Richard R. Roscitt will takeover a variety of top management duties from the
company’s chairman and chief executive Michael D. Capellas, who is focusing
on the company’s attempt to get out of bankruptcy.
Roscitt is expected to be in charge of the MCI’s sales, product development
and network operations, and will attempt to restore credibility and
confidence in the company’s staff and product lines.
Capellas will be giving up his president’s title to Roscitt, who will be
starting his new position on September 1. The company’s business, consumer,
international and network operations will be reporting directly to Roscitt,
a significant removal of control that Capellas has had in recent months.
But while Roscitt has a host of new responsibilities, the company is under
siege on a variety of fronts. Beyond the complicated nature of restructuring
the company to comply with the terms of the judge overseeing WorldCom’s
potential emergence from bankruptcy, the firm continues to be dogged on a
number of other fronts.
WorldCom is in the process of settling securities fraud charges with the
Securities and Exchange Commission of $750 million, as part of its admission
to close to $11 billion in its nefarious accounting schemes.
But even if WorldCom is successful in emerging from bankruptcy before the
end of the year, it still faces an uphill in its marketing and sales
strategy. The company has seen its credibility severely damaged from its
numerous accounting, operations and ethics scandals.

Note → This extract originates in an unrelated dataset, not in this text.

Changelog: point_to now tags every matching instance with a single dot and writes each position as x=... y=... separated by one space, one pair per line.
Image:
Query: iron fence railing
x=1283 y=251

In filings with the SEC this week, WorldCom stated that it may lose more
than $1 billion in new sales and $250 million in net income over the next
three years, as a result of being banned from doing any business with the
U.S. government, until at least next July. And that admission comes after
the company had already trimmed its revenue forecast over the next three
years by $4.2 billion.
Beyond the General Services Administration suspending any contracts to
WorldCom by the government, both the Department of Justice and Federal
Communications Commission are conducting investigations, relating to charges
by its competitors that the company skirted paying fees to local phone
companies through a sophisticated re-routing of long distance calls. Those
investigations are ongoing.
And it has come to light, the Federal Bureau of Investigation is involved in
a probe of MCI saying Tuesday it is encouraging victims and witnesses to
come forward with information relating to charges it disguised the origin of
long distance calls, in an effort to avoid paying fees to local telephone
companies.
“The FBI has conducted numerous interviews regarding these allegations, and
additional information is sought from individuals and corporate entities,”

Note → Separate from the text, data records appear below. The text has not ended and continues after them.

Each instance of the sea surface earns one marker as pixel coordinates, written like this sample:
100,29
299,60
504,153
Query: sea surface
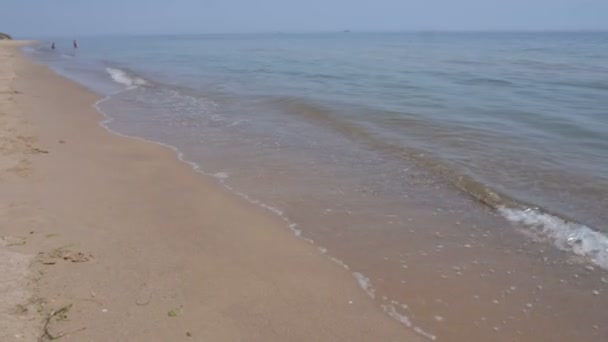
461,177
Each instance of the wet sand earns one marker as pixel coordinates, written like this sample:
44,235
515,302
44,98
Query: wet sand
136,246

the FBI said in a statement.
Thus, Roscitt, Capellas and their entire upper management team have an
uphill battle restoring the credibility and financial stability of the
company, not to mention responding to a variety of serious government
investigations.
Roscitt comes from ADC Telecommunications, where he was the chairman and CEO
of the struggling broadband telecom equipment provider. ADC has seen its
shares fall from close to $50 in mid-2000 to their current level slightly
over $2 per share. However, Roscitt wasn’t appointed CEO until February
2001, and under his management the company shed 15,000 jobs as ADC battled
through the ongoing telecom equipment slump.

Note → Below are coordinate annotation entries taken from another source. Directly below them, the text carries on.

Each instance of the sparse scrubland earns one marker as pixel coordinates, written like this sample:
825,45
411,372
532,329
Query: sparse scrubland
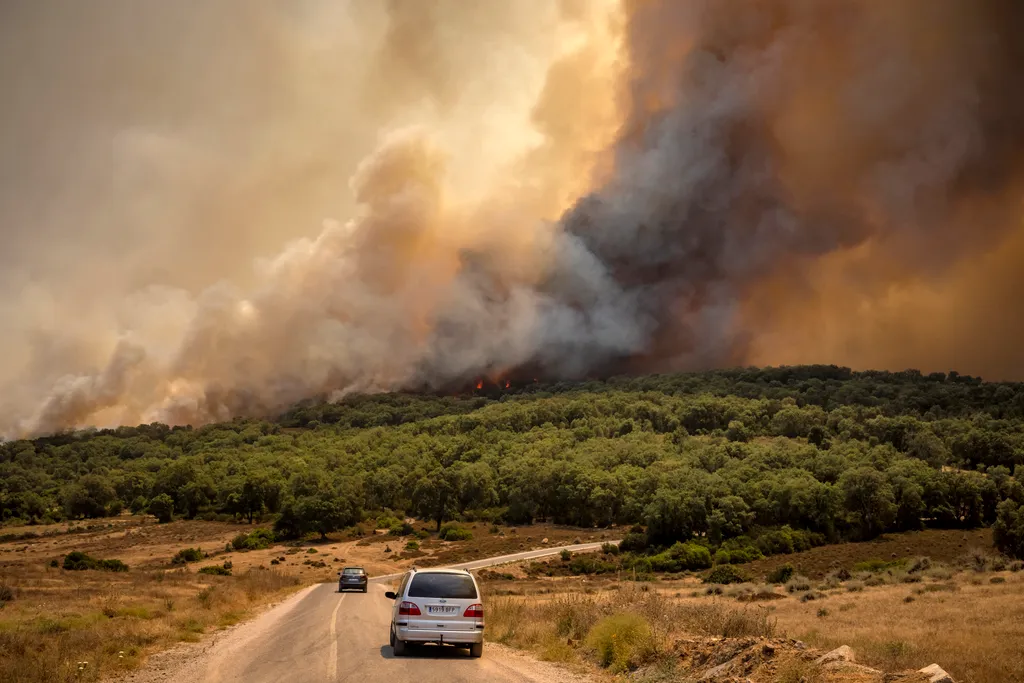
726,477
897,614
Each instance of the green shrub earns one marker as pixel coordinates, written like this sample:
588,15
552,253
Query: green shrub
622,642
400,528
79,561
113,565
588,564
780,574
186,555
259,539
740,555
453,532
1008,531
876,565
217,569
162,507
680,557
784,541
725,573
798,585
634,543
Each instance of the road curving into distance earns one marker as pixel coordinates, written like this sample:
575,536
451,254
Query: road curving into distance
321,636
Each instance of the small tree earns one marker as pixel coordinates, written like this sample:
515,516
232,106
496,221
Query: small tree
322,513
162,507
1008,531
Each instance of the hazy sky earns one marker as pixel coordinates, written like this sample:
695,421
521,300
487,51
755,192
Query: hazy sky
568,185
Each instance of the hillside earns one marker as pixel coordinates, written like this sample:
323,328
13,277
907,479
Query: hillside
728,458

Prior to coming to ADC, Roscitt was a 28-year veteran of AT&T, where his
titles included the president of AT&T Business, the company’s corporate
voice and data division, the largest unit within the massive telecom
company.
As Capellas tries to remake WorldCom, he has made several other upper
management changes, including the naming of Anastasia Kelly, the company’s
new general counsel and Bob Blakely, the new chief financial officer.
Meanwhile, at ADC, Roscitt is being replaced by the company’s CFO Robert
Switz, who will be the company’s new president and chief executive officer.